The LORD says to Jeremiah, in the midst of his theology of glory: “If you return, I will restore you” (Jer. 15:19). Get behind me again and go where I lead you and I will make you my faithful preacher once again… “you shall be as my mouth” (v. 19), which is what every Christian pastor is. He speaks for God when he faithfully speaks the Word, in season and out of season, even if it gets him persecution and a broken heart. But the results are up to God. The Spirit works when and where He wills in those who hear the Gospel. The LORD doesn’t tell Jeremiah what the results of his preaching will be. He promises that He will finally deliver Jeremiah from his afflictions, but he doesn’t say how. We know how, because we have the benefit of historical perspective. Here is Jeremiah’s deliverance: He died as a refugee in Egypt. A theologian of glory would say that that is a bad deliverance if there ever was one. A theologian of the cross will call it what it actually is: God’s wisdom, God’s deliverance. Jeremiah died a reject. But he now beholds the face of God with great joy. And what he didn’t know as he suffered persecution for his preaching in this earthly life, is that through his divinely inspired writings, he still preaches Christ to the people of God. He is preaching to us today. And how many people have come to faith through his record of the Word of the LORD? He never knew it in his lifetime. He could not see the LORD’s wisdom in his ministry and his suffering. The theologian of the cross simply trusts that God is working His good will in what appears to be very bad. The theologian of the cross looks to the cross of Jesus Christ and clings to his crucified Lord for help and deliverance, and for eternal salvation.

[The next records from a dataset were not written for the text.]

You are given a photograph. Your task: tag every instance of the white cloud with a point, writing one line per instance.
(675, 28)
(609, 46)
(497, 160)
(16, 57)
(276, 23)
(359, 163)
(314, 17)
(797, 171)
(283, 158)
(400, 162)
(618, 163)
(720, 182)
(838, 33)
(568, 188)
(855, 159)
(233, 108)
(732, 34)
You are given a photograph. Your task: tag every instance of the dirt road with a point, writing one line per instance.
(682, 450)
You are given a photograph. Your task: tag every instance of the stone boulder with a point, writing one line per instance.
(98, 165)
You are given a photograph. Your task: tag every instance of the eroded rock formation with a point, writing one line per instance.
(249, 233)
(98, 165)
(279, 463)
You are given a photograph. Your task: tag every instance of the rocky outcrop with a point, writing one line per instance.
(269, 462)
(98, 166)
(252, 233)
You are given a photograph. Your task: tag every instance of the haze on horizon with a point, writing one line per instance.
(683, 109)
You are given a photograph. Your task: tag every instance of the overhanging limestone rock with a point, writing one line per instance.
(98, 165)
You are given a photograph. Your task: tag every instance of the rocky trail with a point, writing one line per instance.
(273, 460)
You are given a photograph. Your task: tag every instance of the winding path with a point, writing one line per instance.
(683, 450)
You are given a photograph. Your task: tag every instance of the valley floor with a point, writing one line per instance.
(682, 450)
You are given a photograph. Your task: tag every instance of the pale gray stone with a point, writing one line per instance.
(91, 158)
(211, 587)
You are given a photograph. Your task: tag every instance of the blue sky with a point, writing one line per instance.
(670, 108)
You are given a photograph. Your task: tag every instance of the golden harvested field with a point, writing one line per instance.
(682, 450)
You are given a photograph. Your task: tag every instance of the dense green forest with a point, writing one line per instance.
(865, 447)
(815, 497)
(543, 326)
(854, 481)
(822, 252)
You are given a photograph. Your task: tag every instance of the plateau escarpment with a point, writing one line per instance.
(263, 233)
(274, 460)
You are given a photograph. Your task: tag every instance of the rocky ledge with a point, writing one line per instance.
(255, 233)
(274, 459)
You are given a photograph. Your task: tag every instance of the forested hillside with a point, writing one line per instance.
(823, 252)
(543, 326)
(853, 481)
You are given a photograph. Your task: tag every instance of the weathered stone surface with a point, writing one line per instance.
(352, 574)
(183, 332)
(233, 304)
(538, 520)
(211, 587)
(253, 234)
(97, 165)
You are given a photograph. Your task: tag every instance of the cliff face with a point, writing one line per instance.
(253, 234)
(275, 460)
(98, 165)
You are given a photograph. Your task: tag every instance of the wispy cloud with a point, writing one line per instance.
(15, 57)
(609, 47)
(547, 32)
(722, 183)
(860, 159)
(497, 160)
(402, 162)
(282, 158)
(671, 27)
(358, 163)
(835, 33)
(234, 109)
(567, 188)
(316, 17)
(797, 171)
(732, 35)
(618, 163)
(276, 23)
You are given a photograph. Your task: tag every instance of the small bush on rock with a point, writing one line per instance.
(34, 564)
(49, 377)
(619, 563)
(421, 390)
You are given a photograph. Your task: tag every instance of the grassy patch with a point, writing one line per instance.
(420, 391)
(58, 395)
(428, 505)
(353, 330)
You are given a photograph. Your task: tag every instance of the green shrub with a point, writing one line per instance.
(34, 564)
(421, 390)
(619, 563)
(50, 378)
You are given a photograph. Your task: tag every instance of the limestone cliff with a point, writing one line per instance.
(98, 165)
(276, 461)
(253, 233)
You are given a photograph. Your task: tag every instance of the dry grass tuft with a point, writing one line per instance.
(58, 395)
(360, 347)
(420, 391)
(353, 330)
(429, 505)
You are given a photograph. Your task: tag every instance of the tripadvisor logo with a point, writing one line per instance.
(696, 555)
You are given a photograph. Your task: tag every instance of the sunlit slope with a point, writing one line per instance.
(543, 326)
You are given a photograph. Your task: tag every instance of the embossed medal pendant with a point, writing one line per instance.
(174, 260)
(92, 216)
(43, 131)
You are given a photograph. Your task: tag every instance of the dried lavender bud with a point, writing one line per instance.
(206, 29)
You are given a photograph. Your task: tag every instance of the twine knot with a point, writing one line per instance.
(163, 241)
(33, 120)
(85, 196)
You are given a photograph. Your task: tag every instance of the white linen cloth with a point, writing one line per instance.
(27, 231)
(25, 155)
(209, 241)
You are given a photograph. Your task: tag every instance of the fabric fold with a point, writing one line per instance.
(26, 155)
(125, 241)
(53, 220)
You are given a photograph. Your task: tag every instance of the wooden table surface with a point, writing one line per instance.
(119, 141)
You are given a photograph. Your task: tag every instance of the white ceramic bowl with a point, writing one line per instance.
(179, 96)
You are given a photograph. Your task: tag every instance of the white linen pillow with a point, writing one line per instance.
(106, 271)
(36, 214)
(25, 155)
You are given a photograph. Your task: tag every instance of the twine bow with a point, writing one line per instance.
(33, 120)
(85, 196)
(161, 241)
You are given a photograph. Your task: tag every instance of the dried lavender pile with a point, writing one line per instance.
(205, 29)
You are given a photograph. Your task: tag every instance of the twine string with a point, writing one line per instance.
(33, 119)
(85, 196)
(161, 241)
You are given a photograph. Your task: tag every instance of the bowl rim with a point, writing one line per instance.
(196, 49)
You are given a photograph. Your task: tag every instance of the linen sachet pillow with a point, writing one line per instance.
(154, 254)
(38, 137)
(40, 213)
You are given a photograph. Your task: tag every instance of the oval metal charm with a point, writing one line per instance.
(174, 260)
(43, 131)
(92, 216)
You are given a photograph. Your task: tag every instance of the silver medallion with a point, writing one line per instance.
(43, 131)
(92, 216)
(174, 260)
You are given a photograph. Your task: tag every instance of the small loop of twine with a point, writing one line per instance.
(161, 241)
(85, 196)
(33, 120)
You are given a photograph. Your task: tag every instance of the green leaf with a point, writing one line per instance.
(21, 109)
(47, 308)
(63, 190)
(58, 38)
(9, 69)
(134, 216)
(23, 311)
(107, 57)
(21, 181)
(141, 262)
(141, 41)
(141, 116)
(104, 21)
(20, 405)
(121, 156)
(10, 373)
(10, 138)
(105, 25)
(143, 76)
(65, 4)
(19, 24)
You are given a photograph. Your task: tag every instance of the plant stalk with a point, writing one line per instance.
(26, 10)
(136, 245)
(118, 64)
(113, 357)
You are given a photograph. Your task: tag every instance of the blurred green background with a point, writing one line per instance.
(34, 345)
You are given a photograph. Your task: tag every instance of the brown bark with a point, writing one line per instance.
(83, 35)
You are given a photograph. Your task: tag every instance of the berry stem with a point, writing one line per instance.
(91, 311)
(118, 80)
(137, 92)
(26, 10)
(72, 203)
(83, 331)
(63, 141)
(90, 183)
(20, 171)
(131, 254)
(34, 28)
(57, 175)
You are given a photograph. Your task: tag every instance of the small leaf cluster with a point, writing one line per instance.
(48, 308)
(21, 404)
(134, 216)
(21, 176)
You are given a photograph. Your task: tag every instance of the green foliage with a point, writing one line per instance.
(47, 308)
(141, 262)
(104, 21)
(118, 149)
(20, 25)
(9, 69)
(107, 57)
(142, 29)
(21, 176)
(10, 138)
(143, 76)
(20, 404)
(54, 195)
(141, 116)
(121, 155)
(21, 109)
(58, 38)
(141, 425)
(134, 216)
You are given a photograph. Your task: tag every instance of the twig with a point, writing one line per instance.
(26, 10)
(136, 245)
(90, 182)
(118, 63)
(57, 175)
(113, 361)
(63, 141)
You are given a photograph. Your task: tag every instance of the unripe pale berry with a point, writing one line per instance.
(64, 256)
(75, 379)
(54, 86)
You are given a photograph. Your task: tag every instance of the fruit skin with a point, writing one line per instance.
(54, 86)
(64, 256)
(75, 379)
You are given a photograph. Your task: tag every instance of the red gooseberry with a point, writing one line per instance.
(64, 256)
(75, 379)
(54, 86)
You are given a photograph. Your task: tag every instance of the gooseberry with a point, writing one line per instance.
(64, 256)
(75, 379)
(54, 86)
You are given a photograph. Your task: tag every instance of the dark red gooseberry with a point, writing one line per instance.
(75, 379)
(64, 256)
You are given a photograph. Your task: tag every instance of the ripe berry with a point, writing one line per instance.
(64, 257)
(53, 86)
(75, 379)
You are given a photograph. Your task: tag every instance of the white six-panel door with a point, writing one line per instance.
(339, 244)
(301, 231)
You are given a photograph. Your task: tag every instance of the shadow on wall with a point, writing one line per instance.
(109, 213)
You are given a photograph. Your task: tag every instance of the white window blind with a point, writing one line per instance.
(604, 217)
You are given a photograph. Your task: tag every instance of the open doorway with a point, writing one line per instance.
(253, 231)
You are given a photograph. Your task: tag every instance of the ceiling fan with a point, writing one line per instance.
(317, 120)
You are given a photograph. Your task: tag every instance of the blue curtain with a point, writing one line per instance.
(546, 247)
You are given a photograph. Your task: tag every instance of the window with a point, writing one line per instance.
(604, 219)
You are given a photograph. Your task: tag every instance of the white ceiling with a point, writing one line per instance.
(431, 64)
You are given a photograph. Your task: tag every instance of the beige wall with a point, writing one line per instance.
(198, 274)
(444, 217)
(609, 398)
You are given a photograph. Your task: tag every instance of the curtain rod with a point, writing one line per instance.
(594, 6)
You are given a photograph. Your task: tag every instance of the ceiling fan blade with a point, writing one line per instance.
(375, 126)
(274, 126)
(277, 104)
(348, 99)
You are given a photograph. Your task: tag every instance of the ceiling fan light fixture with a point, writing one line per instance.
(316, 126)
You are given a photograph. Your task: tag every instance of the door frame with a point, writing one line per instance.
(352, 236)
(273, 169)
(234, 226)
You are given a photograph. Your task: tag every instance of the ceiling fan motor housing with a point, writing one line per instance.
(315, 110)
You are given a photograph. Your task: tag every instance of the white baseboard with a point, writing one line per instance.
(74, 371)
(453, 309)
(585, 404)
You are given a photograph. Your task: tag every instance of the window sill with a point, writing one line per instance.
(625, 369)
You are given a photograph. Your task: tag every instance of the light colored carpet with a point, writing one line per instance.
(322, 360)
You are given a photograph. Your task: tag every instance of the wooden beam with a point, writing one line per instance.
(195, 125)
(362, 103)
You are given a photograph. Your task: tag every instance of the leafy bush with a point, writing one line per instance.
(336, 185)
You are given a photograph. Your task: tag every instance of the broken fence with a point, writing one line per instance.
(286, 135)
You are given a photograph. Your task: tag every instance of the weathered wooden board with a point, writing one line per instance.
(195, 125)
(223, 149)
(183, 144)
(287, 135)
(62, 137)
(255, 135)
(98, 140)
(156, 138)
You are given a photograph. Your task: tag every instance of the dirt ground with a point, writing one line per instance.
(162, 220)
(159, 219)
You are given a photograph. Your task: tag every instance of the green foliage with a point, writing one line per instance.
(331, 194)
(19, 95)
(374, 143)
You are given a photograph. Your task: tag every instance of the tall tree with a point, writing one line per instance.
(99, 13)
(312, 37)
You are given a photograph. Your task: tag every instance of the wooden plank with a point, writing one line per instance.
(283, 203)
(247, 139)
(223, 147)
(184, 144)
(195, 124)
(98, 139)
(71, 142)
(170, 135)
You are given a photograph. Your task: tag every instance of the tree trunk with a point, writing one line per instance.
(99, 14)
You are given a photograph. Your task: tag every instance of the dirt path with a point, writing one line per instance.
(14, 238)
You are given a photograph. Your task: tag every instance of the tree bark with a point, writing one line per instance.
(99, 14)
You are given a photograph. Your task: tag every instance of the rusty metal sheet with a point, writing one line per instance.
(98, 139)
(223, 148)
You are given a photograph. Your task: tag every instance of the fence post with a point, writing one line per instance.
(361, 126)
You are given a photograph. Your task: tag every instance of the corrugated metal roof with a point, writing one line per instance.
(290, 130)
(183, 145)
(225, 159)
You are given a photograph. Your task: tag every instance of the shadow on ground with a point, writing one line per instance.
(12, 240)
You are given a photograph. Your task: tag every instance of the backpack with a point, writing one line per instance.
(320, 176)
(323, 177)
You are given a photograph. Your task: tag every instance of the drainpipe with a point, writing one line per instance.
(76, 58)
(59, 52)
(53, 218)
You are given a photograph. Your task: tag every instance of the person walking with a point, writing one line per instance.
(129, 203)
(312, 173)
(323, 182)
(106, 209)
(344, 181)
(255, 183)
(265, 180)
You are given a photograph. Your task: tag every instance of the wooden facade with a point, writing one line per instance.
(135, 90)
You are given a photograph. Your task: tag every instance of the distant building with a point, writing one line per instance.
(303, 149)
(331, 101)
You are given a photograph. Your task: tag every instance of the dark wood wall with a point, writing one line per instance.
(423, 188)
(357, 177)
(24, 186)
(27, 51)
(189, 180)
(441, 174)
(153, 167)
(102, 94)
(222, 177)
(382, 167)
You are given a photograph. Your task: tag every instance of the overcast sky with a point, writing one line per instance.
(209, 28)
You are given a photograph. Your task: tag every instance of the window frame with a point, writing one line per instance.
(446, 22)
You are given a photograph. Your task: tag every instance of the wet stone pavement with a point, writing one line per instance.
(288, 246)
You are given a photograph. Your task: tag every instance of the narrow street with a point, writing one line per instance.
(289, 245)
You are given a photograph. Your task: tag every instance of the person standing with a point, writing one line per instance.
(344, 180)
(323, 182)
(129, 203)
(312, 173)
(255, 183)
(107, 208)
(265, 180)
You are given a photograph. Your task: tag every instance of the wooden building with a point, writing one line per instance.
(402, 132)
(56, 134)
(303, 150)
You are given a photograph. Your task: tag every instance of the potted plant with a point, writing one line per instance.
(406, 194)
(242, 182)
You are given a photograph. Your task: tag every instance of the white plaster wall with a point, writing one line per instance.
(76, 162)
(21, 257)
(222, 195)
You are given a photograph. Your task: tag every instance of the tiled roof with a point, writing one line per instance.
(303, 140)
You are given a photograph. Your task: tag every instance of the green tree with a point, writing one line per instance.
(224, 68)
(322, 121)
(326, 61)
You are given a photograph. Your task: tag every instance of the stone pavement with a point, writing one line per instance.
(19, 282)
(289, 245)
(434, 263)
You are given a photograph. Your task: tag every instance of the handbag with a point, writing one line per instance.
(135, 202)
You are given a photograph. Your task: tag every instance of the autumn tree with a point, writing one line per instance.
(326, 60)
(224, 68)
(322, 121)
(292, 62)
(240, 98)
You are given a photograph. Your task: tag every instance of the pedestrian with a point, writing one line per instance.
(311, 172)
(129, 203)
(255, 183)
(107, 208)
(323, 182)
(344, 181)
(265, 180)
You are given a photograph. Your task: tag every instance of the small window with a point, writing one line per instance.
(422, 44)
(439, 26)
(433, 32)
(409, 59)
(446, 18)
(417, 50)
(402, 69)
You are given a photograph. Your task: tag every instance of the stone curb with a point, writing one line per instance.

Beloved in the Lord, crucify the theologian of glory in you. Deny yourself. Die to yourself. Take up your cross and follow Jesus. But of course, you can’t do any of that by your own power or your own works. So here is the good news, though it will sound anything but good to your flesh. The Lord will make you a theologian of the cross, by His Spirit, by your death and resurrection in Holy Baptism, by His Word, by the Supper of His crucified body and blood. And by your suffering. And as a theologian of the cross, you can confess that suffering as His good gift to you, and recognize that His suffering sanctifies your own. And as you suffer, you know that He carries you, all the way to your final deliverance on the Day of Resurrection. A great blessing! That’s what the thing actually is. In the Name of the Father, and of the Son (+), and of the Holy Spirit. Amen.

[1] Thesis 21 of the Heidelberg Disputation, AE 31:40.